Examples 1. [1,4], [3,5], [5,9], [7, 18] Sol [3,5]u[7,18]

  1. [1,2], [2,6], [3,4], [5,7] Sol [1,2]u[3,4]u[5,7]

  2. [2,30], [25,39], [30,40] Sol [2,30]

2
algorithmintervalsgreedycover
What are the number of intervals, the values of a_i, b_i at most? - Ivan Gritsenko
Please also tell what have you tried so far? - Ivan Gritsenko
Hint: you can sort them by the left border and compute dp[i] = max union that ends with in i-th segment. It can be done in O(k log k) time if you keep track of events properly (or with a data structure like a segment tree). - kraskevich

2 Answers

2
votes

The problem can be solved in O(k log(k)).

First sort the intervals by their upper bounds (the b_is). Let I(1), I(2), ..., I(k) be the list of sorted intervals. That is,

b_1 <= b_2 <= ... <= b_k

Denote by w(i) the length of interval I(i). That is,

w(i) = b_i - a_i

Denote by f(i) the total length of the optimal solution among those whose last interval is I(i). That is, the solution corresponding to f(i) is a set which:

  1. contains the interval I(i)
  2. doesn't contain any interval whose upper bound is above b_i
  3. has the maximum cover among the sets of (non-overlapping) intervals satisfying 1+2

Now we are going to compute f(1), f(2), ..., f(k) and return the maximum value of them all. Clearly, the optimal solution corresponds to one of the f(i)s and therefore the maximal f(i) is the optimal solution.

To compute each f(i) we use dynamic programming. We do this by relying on the following recurrence relation:

f(i) = w(i) + max{f(j) | b_j < a_i}

I'll demonstrate the computation with your first input example:

I(1)=[1, 4],  w(1)=3
I(2)=[3, 5],  w(2)=2
I(3)=[5, 9],  w(3)=4
I(4)=[7, 18], w(4)=11

We compute f(i) for i=1, 2, 3, 4:

f(1) = w(1) + max{None} = 3 
    f(1) intervals: {I(1)}

f(2) = w(2) + max{None} = 2 
    f(2) intervals: {I(2)}

f(3) = w(3) + max{f(1)} = 4 + 1 = 5 
    f(3) intervals = {I(1), I(3)}

f(4) = w(4) + max{f(1), f(2)} = 11 + f(1) = 11 + 3 = 14 
    f(4) intervals = {I(1), I(4)}

The maximum f(i) is f(4) which corresponds to the set of intervals {I(1), I(4)}, the optimal solution.

0
votes

There seems to be a O(k * log(k)) solution. It can be achieved with segment tree data structure.

We may at first populate some endPos array of segment endings, sort it. Memorise for each of the segments corresponding endPos index. For this let endPosIdx be such array that endPosIdxj will store an index in endPos where the j-th segment ends.

Next we will introduce a segment tree. It will process the following requests:
1. getMax(i) - get maximum value on the range [0, i].
2. update(i, value) - update maximum at i-th position with value.
i is and index in endPos array. Calling getMax(i) we ask for what maximum cover can we achieve if non of the segments ends after endPosi. Calling update(i, value) we say that now there exists a cover with length value ending at endPosi.

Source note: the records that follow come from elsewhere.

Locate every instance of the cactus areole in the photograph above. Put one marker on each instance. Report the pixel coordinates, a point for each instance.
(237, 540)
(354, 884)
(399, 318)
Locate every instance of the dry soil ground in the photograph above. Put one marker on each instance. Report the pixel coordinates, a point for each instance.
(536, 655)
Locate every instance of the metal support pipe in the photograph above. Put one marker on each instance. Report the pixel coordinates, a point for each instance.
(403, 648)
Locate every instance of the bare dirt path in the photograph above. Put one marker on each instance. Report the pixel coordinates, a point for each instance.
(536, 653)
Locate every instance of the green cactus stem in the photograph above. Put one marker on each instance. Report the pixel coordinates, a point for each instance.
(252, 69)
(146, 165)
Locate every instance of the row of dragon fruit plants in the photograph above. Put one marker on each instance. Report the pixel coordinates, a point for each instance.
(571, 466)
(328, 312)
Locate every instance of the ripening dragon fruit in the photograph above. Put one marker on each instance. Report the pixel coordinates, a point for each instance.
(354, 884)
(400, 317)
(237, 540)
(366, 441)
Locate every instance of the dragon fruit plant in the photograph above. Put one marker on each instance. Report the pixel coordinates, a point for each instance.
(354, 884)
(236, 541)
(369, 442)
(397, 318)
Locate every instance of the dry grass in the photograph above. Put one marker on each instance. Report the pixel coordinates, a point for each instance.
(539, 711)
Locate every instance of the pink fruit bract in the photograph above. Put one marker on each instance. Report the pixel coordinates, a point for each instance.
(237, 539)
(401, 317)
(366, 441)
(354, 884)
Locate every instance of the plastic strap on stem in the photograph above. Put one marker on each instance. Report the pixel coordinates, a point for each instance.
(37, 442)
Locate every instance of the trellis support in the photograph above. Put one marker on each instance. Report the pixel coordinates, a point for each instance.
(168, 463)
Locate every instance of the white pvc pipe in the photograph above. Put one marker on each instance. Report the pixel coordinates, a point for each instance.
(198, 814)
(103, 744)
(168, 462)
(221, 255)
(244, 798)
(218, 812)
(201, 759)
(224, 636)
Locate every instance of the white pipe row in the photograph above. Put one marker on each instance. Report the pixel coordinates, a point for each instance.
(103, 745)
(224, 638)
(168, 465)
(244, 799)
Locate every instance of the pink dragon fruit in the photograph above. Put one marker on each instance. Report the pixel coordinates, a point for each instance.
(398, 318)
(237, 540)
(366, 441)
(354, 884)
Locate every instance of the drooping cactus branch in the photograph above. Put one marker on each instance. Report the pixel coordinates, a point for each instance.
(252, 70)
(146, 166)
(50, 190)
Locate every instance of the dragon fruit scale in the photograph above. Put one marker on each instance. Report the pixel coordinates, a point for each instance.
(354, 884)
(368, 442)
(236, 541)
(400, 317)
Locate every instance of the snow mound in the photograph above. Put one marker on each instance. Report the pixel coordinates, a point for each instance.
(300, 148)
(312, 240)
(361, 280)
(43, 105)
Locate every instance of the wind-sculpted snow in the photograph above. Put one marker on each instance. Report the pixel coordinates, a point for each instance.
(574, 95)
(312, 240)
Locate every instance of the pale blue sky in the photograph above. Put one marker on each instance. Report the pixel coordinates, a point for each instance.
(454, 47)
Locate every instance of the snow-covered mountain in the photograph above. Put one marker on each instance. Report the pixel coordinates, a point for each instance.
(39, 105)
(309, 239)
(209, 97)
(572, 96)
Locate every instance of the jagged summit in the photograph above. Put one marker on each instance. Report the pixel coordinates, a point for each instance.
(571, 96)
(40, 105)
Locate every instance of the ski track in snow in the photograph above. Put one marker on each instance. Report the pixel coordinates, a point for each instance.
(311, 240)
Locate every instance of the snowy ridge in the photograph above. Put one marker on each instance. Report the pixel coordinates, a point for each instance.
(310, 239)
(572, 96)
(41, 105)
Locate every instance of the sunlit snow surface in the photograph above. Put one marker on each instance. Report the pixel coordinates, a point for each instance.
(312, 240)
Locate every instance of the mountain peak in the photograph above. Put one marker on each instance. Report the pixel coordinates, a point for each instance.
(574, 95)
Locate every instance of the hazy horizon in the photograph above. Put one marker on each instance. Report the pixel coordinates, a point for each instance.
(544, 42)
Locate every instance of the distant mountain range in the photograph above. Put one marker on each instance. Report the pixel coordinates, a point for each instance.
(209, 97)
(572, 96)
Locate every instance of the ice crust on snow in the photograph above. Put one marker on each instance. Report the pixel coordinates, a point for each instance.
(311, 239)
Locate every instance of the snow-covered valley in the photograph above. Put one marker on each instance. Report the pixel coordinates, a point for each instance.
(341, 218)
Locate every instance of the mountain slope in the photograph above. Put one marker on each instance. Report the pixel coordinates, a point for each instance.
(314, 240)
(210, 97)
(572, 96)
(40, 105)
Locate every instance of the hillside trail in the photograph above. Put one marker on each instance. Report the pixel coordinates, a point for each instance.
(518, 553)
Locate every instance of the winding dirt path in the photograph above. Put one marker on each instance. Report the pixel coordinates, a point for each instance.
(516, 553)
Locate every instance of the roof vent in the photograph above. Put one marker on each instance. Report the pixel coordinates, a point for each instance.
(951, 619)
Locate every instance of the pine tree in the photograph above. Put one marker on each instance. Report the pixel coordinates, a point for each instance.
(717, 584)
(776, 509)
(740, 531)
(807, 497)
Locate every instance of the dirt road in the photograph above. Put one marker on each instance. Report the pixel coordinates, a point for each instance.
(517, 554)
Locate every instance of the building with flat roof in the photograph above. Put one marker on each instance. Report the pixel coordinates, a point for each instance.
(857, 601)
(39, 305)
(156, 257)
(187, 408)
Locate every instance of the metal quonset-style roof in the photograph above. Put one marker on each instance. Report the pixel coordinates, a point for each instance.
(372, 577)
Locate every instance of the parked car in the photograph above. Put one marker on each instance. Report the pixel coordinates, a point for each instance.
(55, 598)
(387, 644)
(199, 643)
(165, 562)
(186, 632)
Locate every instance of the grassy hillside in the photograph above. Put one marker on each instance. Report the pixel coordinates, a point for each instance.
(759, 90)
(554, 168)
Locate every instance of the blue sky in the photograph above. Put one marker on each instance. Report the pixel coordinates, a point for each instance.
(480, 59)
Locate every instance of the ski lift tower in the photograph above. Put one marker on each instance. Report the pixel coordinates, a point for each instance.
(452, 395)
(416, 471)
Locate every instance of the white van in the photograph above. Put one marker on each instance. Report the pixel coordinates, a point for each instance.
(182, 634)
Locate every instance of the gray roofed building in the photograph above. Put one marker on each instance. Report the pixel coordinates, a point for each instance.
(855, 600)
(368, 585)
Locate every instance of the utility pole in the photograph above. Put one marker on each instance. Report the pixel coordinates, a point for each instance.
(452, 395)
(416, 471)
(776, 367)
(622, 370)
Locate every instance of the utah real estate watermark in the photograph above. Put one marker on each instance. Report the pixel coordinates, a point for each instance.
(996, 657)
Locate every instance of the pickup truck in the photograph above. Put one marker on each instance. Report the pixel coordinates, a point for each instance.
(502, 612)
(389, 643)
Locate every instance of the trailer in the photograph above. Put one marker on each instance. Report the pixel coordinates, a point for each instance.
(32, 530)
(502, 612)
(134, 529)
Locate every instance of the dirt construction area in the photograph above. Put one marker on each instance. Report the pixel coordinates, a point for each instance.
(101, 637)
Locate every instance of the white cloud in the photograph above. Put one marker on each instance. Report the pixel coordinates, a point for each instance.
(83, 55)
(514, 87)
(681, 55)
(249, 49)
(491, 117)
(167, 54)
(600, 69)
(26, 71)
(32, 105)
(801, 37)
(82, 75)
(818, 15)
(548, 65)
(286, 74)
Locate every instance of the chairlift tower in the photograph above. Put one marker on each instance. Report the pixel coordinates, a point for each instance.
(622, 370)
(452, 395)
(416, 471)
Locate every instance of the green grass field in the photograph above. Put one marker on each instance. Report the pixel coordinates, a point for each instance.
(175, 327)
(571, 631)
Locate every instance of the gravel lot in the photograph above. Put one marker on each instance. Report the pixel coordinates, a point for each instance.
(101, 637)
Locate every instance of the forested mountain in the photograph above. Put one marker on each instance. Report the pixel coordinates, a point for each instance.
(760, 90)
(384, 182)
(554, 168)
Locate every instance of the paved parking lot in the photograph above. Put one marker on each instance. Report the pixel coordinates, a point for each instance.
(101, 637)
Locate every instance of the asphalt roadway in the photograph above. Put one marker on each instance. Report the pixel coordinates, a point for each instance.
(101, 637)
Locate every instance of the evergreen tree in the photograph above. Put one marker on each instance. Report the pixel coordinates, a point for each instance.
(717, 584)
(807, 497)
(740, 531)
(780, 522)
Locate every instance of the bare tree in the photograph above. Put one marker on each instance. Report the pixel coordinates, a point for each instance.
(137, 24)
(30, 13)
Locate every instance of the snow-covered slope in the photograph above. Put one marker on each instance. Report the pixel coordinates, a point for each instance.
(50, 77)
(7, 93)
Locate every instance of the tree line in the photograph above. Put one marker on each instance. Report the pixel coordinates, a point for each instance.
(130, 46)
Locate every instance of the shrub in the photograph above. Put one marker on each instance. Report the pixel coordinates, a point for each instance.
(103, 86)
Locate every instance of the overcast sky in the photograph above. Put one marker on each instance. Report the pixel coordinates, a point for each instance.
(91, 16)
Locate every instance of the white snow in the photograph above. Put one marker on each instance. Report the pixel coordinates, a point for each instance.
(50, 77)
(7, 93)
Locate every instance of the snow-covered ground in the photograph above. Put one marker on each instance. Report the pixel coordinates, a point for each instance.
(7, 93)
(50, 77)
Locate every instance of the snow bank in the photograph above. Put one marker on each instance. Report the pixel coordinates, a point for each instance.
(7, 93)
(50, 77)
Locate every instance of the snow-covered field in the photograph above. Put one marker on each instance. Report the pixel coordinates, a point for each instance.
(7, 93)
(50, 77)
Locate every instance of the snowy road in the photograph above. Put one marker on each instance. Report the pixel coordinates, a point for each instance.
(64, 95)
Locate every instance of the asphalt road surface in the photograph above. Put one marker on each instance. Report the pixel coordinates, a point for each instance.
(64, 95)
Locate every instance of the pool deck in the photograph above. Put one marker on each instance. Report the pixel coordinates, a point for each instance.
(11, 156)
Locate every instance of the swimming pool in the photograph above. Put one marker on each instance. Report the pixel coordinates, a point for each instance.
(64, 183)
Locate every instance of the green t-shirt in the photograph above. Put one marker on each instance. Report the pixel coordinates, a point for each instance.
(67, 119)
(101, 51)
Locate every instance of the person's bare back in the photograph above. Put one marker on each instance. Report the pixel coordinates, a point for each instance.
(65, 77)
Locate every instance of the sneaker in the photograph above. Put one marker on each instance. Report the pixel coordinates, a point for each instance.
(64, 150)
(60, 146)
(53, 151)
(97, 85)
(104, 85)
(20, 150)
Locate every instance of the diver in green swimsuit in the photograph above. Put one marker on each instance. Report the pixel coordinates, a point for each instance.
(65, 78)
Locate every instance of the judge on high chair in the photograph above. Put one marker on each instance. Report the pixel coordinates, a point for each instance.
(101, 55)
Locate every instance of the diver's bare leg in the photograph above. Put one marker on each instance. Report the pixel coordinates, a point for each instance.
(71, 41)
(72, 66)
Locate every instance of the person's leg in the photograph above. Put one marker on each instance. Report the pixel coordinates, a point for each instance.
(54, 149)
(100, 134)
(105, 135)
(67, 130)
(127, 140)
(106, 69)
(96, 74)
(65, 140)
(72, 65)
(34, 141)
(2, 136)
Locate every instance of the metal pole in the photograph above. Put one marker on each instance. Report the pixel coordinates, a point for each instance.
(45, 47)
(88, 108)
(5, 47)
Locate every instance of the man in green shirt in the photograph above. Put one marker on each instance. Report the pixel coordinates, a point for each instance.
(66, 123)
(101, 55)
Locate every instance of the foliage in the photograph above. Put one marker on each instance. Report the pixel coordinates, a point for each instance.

Sort all segments in increasing order by their starting position aj. Process them in that order. The gist is to find the largest cover if we will certainly take current segment in resulting set. Current cover will equal to the sum of the length of current segment and max cover of the segments ending before current. Let j be the index of current segment (they are sorted by start pos). Let i then be such max index that endPosi ≤ aj (i may be found from j by binary search). Then we can find

coverj = lengthj + getMax(i)

Next we should update segment tree calling update(endPosIdxj, coverj) and proceed to the next segment.

After processing of all the segments the solution can be found by calling getMax(size(endPos)).